Как вы знаете, мы, делегация Изборского клуба, только что вернулись из поездки в Японию, на памятные мероприятия, посвященные 70-летию атомных бомбардировок Хиросимы и Нагасаки. Были мы там достаточно долго, в течение десяти дней, поэтому некоторые важные моменты современной японской жизни удалось прочувствовать и рассмотреть, что называется, в подробностях.
Прежде всего это касается общей характеристики японского общества, которое напоминает колоссальную сжатую пружину, находящуюся на пороге либо распрямления, либо разрушения. Практически вся береговая линия этой страны, обращенная к Японскому морю, представляет собой единую промышленную зону, растянувшуюся на сотни километров, но управляемую из единого центра. Эта зона сегодня работает всего на треть или даже на четверть своей потенциальной мощности. Судя по тому, что удалось увидеть, там можно производить всё: от бытовой техники и автомобилей до космических кораблей и атомных подводных лодок.
Что сжимает эту пружину, что не дает ей распрямиться и функционировать в полную силу? Это страх. Страх перед Америкой, перед американцами. Японские политики, ученые, военные, общественные деятели вырастают и живут с этим страхом, он буквально забит в генетический код современного японского общества. Из-за этого страха Япония остановила свой промышленно-технологический рывок 70-х годов и не стала «мастерской мира», уступив это место Китаю. Из-за этого страха Япония вот уже двадцать лет тормозит свой экономический рост. Из-за этого страха Япония послушно следует в фарватере американской внешней политики. Японцы четко знают: при всех разговорах о дружбе и сотрудничестве между двумя странами дядя Сэм ни на минуту не остановится перед тем, чтобы превратить их острова в радиоактивную пустыню. Там даже боятся говорить о том, кто сбросил на Японию атомные бомбы в августе 1945 года. И памятная авария на Фукусиме, которая произошла практически сразу же после договоренностей Токио с Пекином о создании ACU, даже подсознательно была воспринята японским обществом именно как сигнал от Америки о недопустимости любых колебаний в сторону от указаний «вашингтонского обкома». Для России эта ситуация опасна прежде всего тем, что «японскую пружину» могут распрямить так, чтобы она ударила по нашей стране. Предпосылками тому является не только «проблема северных территорий», как в Японии называют Южные Курильские острова, но и постоянная антироссийская пропаганда, открытая и скрытая. Если треть взрослого населения Японии сегодня уверены, что атомные бомбы на их страну сбросил Советский Союз, то о чем тут вообще можно говорить?

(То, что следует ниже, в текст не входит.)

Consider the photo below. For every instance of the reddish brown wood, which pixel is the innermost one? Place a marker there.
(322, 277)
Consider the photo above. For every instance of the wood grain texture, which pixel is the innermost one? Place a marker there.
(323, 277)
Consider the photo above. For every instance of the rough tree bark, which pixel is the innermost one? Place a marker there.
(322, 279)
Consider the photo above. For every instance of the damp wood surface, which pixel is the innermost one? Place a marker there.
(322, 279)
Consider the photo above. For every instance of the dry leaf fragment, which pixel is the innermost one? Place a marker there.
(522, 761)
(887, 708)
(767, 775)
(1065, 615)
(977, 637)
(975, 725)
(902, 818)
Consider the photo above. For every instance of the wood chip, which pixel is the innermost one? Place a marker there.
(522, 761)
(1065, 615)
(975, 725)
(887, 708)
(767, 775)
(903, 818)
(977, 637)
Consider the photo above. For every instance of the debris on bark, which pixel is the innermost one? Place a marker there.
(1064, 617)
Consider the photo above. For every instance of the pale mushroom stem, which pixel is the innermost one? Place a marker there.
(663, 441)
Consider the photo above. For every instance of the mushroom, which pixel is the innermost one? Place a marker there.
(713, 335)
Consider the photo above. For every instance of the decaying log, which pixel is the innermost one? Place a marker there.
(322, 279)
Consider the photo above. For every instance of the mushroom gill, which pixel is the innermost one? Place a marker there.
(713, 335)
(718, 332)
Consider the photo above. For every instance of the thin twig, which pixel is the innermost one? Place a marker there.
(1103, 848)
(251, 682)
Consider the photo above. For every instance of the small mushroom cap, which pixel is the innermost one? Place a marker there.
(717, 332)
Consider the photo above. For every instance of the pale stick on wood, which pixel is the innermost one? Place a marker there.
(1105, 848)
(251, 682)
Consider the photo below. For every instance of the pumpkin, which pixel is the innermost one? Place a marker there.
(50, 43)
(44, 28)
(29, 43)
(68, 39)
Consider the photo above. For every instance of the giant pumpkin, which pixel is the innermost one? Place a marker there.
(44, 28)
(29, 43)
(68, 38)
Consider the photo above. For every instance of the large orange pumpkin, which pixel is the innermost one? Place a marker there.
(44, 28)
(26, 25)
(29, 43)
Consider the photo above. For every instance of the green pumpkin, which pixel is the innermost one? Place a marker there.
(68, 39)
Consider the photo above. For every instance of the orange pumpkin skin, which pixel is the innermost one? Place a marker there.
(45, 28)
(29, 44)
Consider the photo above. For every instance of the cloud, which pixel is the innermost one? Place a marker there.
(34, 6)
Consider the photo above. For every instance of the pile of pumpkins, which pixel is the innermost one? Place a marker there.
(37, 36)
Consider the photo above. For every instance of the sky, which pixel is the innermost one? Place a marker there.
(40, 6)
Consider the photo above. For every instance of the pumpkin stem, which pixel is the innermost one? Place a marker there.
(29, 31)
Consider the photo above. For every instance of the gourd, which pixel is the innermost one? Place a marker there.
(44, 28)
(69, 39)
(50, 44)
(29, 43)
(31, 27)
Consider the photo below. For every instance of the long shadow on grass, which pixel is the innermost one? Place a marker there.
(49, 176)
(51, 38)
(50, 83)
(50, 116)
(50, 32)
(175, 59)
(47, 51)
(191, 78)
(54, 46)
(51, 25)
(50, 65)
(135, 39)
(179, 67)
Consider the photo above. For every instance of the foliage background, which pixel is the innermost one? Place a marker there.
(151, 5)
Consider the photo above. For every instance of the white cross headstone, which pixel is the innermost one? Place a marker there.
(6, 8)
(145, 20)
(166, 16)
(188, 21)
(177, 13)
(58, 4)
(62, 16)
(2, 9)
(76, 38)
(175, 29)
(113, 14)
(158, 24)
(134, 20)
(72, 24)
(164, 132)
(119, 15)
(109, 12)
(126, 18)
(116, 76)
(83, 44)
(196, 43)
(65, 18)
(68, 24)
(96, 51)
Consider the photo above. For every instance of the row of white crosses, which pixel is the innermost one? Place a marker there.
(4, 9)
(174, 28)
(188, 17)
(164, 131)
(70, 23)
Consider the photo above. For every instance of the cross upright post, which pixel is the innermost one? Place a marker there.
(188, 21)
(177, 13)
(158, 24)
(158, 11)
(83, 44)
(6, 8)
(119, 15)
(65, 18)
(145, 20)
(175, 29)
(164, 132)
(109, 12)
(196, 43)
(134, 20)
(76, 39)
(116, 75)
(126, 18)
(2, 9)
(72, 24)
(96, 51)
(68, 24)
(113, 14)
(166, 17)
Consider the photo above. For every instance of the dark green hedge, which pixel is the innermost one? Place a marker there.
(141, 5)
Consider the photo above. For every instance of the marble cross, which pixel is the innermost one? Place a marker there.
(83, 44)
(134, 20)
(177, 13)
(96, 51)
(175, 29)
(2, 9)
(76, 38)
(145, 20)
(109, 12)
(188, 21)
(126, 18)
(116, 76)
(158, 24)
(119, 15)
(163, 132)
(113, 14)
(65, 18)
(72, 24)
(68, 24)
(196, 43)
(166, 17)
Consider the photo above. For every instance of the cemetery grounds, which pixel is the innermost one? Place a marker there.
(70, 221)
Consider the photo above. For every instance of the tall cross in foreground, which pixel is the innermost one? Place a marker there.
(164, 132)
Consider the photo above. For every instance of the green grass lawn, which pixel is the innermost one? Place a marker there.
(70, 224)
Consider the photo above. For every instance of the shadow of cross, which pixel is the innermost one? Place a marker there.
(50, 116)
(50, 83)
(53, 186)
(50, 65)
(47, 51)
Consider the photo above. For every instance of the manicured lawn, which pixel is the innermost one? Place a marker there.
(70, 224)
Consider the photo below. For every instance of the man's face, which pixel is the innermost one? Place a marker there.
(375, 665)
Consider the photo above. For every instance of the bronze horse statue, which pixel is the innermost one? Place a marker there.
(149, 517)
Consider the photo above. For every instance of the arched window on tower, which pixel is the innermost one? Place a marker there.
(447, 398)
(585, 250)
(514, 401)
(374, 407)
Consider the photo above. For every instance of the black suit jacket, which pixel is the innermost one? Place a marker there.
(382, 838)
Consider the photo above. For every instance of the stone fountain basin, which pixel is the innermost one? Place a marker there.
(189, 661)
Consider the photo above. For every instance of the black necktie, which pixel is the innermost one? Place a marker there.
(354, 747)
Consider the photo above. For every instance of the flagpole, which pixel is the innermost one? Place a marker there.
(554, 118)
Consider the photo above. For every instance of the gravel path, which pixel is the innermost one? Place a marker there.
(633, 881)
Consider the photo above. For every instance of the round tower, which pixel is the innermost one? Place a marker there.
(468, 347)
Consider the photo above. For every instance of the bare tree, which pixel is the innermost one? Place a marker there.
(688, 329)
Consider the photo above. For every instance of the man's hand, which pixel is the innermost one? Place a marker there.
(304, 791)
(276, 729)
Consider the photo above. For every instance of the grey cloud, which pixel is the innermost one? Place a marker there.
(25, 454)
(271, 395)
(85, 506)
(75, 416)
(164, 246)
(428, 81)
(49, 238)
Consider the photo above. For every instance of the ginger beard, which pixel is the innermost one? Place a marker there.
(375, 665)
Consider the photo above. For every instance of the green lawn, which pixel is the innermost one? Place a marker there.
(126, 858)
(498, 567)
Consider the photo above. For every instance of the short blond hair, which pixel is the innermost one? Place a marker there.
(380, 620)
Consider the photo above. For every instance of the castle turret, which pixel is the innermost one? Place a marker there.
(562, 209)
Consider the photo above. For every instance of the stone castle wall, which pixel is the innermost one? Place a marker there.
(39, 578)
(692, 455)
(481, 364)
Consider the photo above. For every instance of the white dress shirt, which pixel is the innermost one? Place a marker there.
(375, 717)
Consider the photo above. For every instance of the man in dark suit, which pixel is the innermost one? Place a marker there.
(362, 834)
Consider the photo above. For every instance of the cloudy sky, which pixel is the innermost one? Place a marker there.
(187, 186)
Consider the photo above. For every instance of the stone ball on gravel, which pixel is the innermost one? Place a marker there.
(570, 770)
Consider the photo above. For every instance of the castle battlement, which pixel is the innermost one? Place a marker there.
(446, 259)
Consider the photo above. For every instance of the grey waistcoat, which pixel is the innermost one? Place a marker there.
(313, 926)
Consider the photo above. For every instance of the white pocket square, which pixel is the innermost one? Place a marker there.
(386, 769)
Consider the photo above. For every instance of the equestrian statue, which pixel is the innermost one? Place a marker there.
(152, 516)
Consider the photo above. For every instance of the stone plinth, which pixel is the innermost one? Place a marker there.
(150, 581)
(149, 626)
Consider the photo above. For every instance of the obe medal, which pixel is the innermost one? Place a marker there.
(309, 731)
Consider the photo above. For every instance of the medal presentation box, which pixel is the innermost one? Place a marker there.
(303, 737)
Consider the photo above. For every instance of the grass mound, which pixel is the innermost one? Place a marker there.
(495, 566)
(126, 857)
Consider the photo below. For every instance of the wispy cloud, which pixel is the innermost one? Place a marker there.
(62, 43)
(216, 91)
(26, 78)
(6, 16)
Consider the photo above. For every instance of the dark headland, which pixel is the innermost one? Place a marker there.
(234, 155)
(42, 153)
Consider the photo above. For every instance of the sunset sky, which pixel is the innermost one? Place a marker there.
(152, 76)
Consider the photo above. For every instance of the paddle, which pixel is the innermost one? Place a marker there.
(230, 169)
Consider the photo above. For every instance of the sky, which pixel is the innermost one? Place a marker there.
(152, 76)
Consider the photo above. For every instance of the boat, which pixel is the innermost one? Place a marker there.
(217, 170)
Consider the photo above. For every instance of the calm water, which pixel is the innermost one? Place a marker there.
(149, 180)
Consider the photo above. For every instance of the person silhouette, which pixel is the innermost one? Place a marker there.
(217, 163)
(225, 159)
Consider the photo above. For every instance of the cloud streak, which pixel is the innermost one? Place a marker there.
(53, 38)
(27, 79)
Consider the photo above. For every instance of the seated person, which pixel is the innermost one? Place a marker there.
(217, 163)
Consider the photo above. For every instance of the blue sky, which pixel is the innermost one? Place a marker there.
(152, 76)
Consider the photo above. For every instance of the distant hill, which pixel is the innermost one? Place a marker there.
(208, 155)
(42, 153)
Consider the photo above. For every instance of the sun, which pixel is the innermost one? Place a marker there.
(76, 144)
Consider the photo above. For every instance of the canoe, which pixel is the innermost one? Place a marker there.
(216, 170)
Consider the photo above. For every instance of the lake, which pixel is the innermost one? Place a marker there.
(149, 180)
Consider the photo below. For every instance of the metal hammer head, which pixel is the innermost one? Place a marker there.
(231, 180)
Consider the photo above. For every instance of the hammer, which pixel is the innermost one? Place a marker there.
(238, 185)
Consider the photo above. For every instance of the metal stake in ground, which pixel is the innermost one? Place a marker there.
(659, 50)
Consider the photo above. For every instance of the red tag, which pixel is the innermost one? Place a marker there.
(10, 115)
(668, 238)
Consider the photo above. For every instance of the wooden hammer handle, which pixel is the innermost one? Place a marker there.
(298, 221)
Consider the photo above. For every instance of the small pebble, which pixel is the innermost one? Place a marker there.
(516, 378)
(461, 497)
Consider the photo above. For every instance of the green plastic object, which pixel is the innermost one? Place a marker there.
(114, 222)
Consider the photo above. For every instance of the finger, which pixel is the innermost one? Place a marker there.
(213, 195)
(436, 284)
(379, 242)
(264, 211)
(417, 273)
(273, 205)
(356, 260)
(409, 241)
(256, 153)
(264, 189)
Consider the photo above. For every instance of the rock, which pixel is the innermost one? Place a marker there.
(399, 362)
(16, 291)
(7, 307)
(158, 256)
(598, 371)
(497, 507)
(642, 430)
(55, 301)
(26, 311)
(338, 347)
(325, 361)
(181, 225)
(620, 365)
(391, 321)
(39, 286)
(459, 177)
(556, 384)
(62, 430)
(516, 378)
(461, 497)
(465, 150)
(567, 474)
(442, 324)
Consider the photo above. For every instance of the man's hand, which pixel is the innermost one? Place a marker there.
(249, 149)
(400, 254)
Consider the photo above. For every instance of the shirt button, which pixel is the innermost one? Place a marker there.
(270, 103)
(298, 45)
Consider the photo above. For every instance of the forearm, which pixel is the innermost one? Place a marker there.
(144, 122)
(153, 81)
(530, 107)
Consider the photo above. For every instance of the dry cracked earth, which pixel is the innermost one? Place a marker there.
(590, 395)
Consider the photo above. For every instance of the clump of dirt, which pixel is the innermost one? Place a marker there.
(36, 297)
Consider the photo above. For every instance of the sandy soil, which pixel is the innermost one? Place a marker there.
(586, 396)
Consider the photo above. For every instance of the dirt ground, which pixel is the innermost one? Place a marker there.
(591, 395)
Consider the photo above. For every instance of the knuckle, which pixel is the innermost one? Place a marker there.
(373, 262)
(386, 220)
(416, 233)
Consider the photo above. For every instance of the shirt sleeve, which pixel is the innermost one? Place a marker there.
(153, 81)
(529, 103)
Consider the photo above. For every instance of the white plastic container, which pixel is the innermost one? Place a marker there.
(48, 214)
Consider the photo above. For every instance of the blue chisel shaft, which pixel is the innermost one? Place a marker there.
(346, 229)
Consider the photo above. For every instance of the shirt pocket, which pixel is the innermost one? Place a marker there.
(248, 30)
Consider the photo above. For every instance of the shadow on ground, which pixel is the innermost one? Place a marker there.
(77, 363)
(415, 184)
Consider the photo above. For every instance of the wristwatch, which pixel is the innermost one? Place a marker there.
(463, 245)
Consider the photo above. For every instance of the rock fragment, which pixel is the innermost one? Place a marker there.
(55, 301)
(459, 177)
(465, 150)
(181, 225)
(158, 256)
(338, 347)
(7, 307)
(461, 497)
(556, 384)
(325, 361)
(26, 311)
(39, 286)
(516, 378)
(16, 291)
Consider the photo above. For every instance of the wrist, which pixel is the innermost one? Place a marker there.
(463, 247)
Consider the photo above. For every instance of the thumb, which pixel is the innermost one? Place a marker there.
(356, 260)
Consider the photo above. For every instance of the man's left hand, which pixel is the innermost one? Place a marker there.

Сегодня в мире существует «глобальный геостратегический треугольник», «вершинами» которого являются США, Китай и Россия. Существует альтернативный ему глобальный «треугольник БРИКС», «вершинами» которого являются Китай, Индия и Россия. Думаю, нам необходимо уже сейчас начать работу над тем, чтобы возник глобальный «треугольник АТР», «вершинами» которого стали бы Китай, Россия и Япония. Возникновение такого «треугольника АТР» завершило бы формирование системы нового миропорядка, соответствующего шестому технологическому укладу, чему было посвящено блестящее выступление Сергея Юрьевича Глазьева.